REPUBLIKA.CO.ID, RAMALLAH - Presiden Palestina, Mahmoud Abbas, telah menghabiskan ratusan jam untuk berkomunikasi dengan presiden dan menteri luar negeri AS selama 12 tahun kepemimpinannya. Namun kali ini ia gagal menjangkau Presiden baru AS, Donald Trump.
Abbas merasa khawatir adanya kemungkinan AS tidak memedulikan Palestina. Terlebih pemerintah AS kini sedang merangkul Perdana Menteri Israel, Benjamin Netanyahu, dan mengundangnya ke Gedung Putih pekan depan.
Pada Desember lalu, tim transisi Trump menolak untuk bertemu dengan para pejabat Palestina yang mengunjungi Washington. Pembantu dekat Abbas, Saeb Erekat, mengatakan Palestina diminta menunggu sampai pelantikan Trump pada 20 Januari.
Baca juga: Israel Setujui RUU Legalkan Permukiman Yahudi di Palestina
Pada November, setelah Trump memenangkan pemilu, Abbas sempat meminta kesempatan untuk melakukan panggilan telepon, namun tidak mendapatkan tanggapan dari Gedung Putih. Gedung Putih juga tidak menanggapi surat Abbas yang dikirim pada Januari, yang menyatakan keprihatinannya terkait rencana pemindahan Kedutaan Besar AS di Israel ke Yerusalem.

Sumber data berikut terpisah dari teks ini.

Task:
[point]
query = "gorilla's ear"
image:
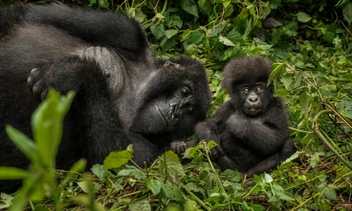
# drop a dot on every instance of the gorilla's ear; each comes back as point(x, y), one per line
point(246, 70)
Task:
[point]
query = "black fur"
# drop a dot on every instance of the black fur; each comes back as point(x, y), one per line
point(124, 94)
point(251, 129)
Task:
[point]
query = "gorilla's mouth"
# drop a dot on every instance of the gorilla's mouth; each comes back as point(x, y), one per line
point(252, 110)
point(161, 114)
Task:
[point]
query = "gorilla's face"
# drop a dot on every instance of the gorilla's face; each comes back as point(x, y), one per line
point(252, 97)
point(170, 103)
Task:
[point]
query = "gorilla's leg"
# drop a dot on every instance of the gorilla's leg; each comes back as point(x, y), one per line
point(92, 110)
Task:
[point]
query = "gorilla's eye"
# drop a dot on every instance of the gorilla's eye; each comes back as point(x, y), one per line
point(245, 90)
point(190, 109)
point(258, 89)
point(185, 91)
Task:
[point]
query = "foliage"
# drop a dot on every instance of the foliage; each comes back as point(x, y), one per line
point(310, 44)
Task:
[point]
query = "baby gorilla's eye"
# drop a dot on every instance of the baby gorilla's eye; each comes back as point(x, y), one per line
point(190, 109)
point(185, 91)
point(258, 89)
point(245, 90)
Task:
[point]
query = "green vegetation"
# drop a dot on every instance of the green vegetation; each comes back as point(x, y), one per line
point(310, 44)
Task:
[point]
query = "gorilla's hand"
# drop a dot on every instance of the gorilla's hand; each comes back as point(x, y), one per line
point(179, 147)
point(38, 83)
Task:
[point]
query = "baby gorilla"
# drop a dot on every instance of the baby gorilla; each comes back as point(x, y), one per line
point(251, 129)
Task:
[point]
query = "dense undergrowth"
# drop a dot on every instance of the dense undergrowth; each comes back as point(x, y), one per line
point(310, 44)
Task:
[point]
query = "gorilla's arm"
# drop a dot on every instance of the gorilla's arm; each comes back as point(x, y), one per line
point(208, 130)
point(96, 28)
point(91, 104)
point(265, 134)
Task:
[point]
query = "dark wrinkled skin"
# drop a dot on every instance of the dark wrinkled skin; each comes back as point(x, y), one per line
point(124, 94)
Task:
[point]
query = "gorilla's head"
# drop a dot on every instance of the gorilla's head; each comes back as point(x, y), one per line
point(245, 78)
point(173, 99)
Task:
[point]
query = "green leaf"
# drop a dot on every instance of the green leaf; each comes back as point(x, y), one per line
point(303, 17)
point(153, 185)
point(7, 199)
point(158, 31)
point(190, 7)
point(23, 143)
point(170, 165)
point(140, 205)
point(330, 194)
point(99, 171)
point(267, 178)
point(195, 188)
point(226, 41)
point(89, 186)
point(171, 192)
point(347, 12)
point(47, 124)
point(104, 4)
point(117, 159)
point(12, 173)
point(170, 33)
point(133, 171)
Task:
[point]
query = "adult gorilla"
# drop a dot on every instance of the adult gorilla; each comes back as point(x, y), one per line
point(124, 94)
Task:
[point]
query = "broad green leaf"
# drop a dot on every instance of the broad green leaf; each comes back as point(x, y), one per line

"Kami telah mengirim surat kepada mereka. Mereka bahkan tidak ingin repot-repot untuk menanggapi kami," kata Erekat. Sebaliknya, Trump telah berbicara dua kali dengan Netanyahu melalui sambungan telepon, pada 9 November dan 22 Januari. Netanyahu diundang Trump ke Gedung Putih pada 15 Februari.
Gedung Putih awal pekan ini membantah laporan sebuah surat kabar Israel, yang mengatakan pemerintah AS tidak berniat menjalin hubungan dengan Otoritas Palestina. Namun, Gedung Putih tidak menjelaskan kerja sama apa yang akan dijalin bersama Palestina.
Seorang pejabat AS mengatakan, pembicaraan dengan Palestina ditahan karena Trump belum memutuskan bagaimana menangani Palestina. Pejabat itu enggan disebutkan identitasnya karena ia tidak berwenang membahas masalah tersebut dengan wartawan.
Hubungan yang kuat dengan AS selama ini telah menjadi strategi Palestina untuk bisa memenangkan kemerdekaan penuh. AS berperan sebagai broker tunggal selama dua dekade terakhir, yang menengahi perundingan terkait pendirian negara Palestina di tanah yang direbut Israel pada 1967.
Abbas dan para penasihatnya berhati-hati untuk tidak memusuhi Trump dengan tidak memberikan pernyataan negatif di hadapan publik. Abbas hanya mendesak Trump untuk mengendalikan pembangunan permukiman terbaru Israel di tanah Palestina.
Mereka berharap ia akhirnya akan menghubungi, dengan alasan bahwa Trump perlu melibatkan mereka jika dia serius tentang negosiasi kesepakatan perdamaian Timur Tengah. "Kebijakan luar negeri pemerintahan AS belum jelas. Di samping adanya dukungan dari Israel, pemerintah AS tahu tidak ada yang dapat dilakukan tanpa Palestina," kata penasihat Abbas, Mohammed Ishtayeh.
Meskipun Israel telah melakukan langkah-langkah baru, termasuk mengajukan RUU untuk melegalkan permukiman Yahudi di Palestina, pejabat Palestina masih memiliki harapan terhadap kebijakan AS. Gedung Putih telah memberikan sikap kritis terhadap permukiman Israel dengan menyatakan pembangunan baru mungkin tidak akan bermanfaat bagi perdamaian.
Selain itu, Trump juga tampaknya tidak akan terburu-buru memindahkan Kedutaan Besar AS untuk Israel dari Tel Aviv ke Yerusalem. Langkah itu dinilai bisa mengobarkan kemarahan dunia Muslim dan Arab.